根据查阅的资料及实地调研,全国范围内的生猪养殖污水治理根据工艺或方法的不同分为生态治理、工业治理和集中治理。显然,现有的监管方案不够全面。一方面是现有的监管没有考虑到工业治理和集中治理,另一方面,对生态治理的监管预警存在漏洞,缺少了雨天排放预警和夜间排放预警。任何一种监管不到位都会造成不同程度的环境污染。因此,设计一种全面的生猪养殖污水违规排放监管方案势在必行。
发明内容
针对不同地区不同治理模式的养殖场,本发明提供了一种生猪养殖业污水排放的智慧监管系统。在该系统中,通过构建统一的PC端管理平台和移动端管理平台,协助政府管理部门实现不同治理模式下的生猪养殖污水排放全方位地实时监管及违规预警,同时保障养殖户随时了解自己养殖场的排污动态以及远程控制排污泵的工作状态,从而实现对环境的全面保护。
为实现上述目的,本发明提供的技术方案为:
一种生猪养殖业污水排放的智慧监管系统,包括数据采集系统、通过GPRS模块与所述数据采集系统通信连接的云服务器,与所述云服务器通信连接的PC端监管平台、移动端监管平台,
所述数据采集系统采集生猪养殖场污水进行工业治理、生态治理、集中治理三种模式下的沼液池液位、污水排放流量、排污泵状态、污水排放时间、降雨量、水质参数以及槽罐车的GPS定位信息,形成实时采集数据,并将所述实时采集数据发送至所述云服务器以存储;
所述云服务器接收、存储所述实时采集数据,并基于预先设定的预警策略对接收的实时采集数据进行预警判断和处理生成预警信息并存储,并转发所述实时采集数据及预警信息至所述PC端监管平台,转发所述实时采集数据和所述预警信息至所述移动端监管平台;
所述PC端监管平台显示从所述云服务器获取的实时采集数据和预警信息。
所述移动端监管平台显示从所述云服务器获取的实时采集数据和预警信息。
在所述数据采集系统中:
在养殖污水工业治理模式下,设置氨氮传感器、浊度传感器以及第一电磁流量计于排污口处,采集污水的氨氮含量、悬浮物含量以及污水排放流量,其中,氨氮传感器与浊度传感器构成一个测量节点,第一电磁流量计包括排污管第一入口流量计和排污管第一出口流量计,这两个流量计为两个独立的测量节点,此三个测量节点位置独立,节点之间通过ZigBee组网,各节点所测数据统一汇聚到其中一个节点上;
理论上,衡量污水能否正常排放的指标有氨氮、总磷、悬浮物、生化需氧量(简称BOD)、化学需氧量(简称COD),当任何一个指标不符合要求时均属于违规排放,但是在实际应用中,由于BOD传感器、COD传感器和总磷传感器价格较高,不能满足大面积推广的需要,因此本发明中采取的方法是通过大量的实验数据分析不同指标之间的相关性,最终利用价格相对较低的氨氮传感器和浊度传感器的值推算出COD、BOD和总磷的含量,从而判断排放的水质是否达标。

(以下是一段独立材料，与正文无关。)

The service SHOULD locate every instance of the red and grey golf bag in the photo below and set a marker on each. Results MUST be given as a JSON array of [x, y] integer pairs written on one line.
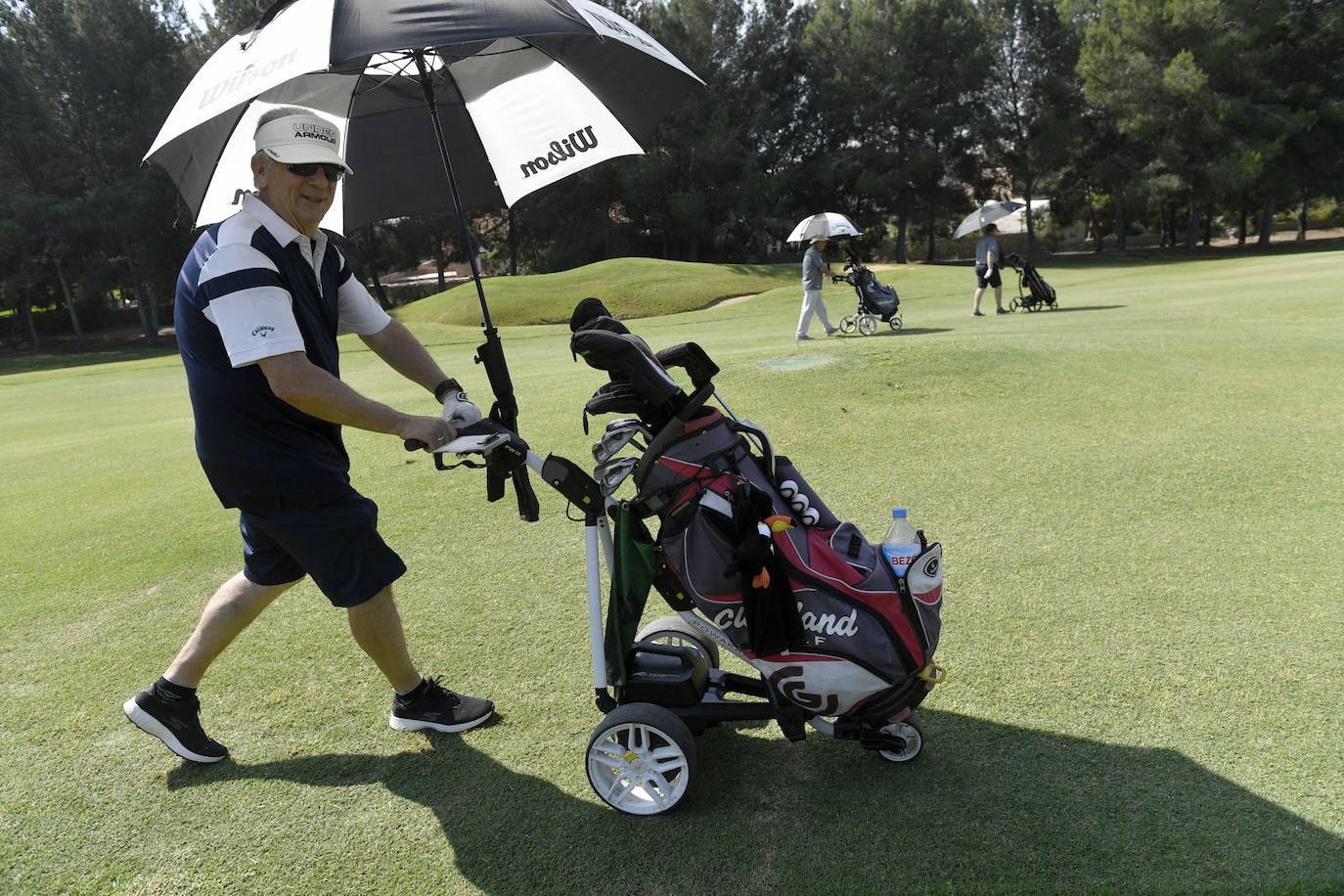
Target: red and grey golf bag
[[804, 598]]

在养殖污水生态治理模式下,设置超声波液位计采集沼液池液位,设置第二总电磁流量计采集第二污水排放总流量,设置排污泵实现对养殖污水的排放,设置雨量传感器采集降雨量,在每个消纳地中设置一个终端电磁流量计采集每个消纳地中的分支污水量,在该模式下,为了保证各测量设备和传感器的测量数据能同步发送到云服务器,对所有仪器设备进行了组网,构成了物联网系统,具体地,超声波液位计、第二总电磁流量计、排污泵、雨量传感器以及多个终端电磁流量计各自形成的节点,通过ZigBee组网,将每个节点检测的数据统一汇聚到其中一个节点;
在养殖污水集中治理模式下,设置GPS模块监测槽罐车的定位信息,设置第三电磁流量计采集槽罐车的第三污水排放流量信息,实现对槽罐车行驶过程中或中途随意停车时的非正常排污的监管,GPS模块与电磁流量计构成一个测量节点;
每种模式下,所有采集数据均通过GPRS模块发送至云服务器。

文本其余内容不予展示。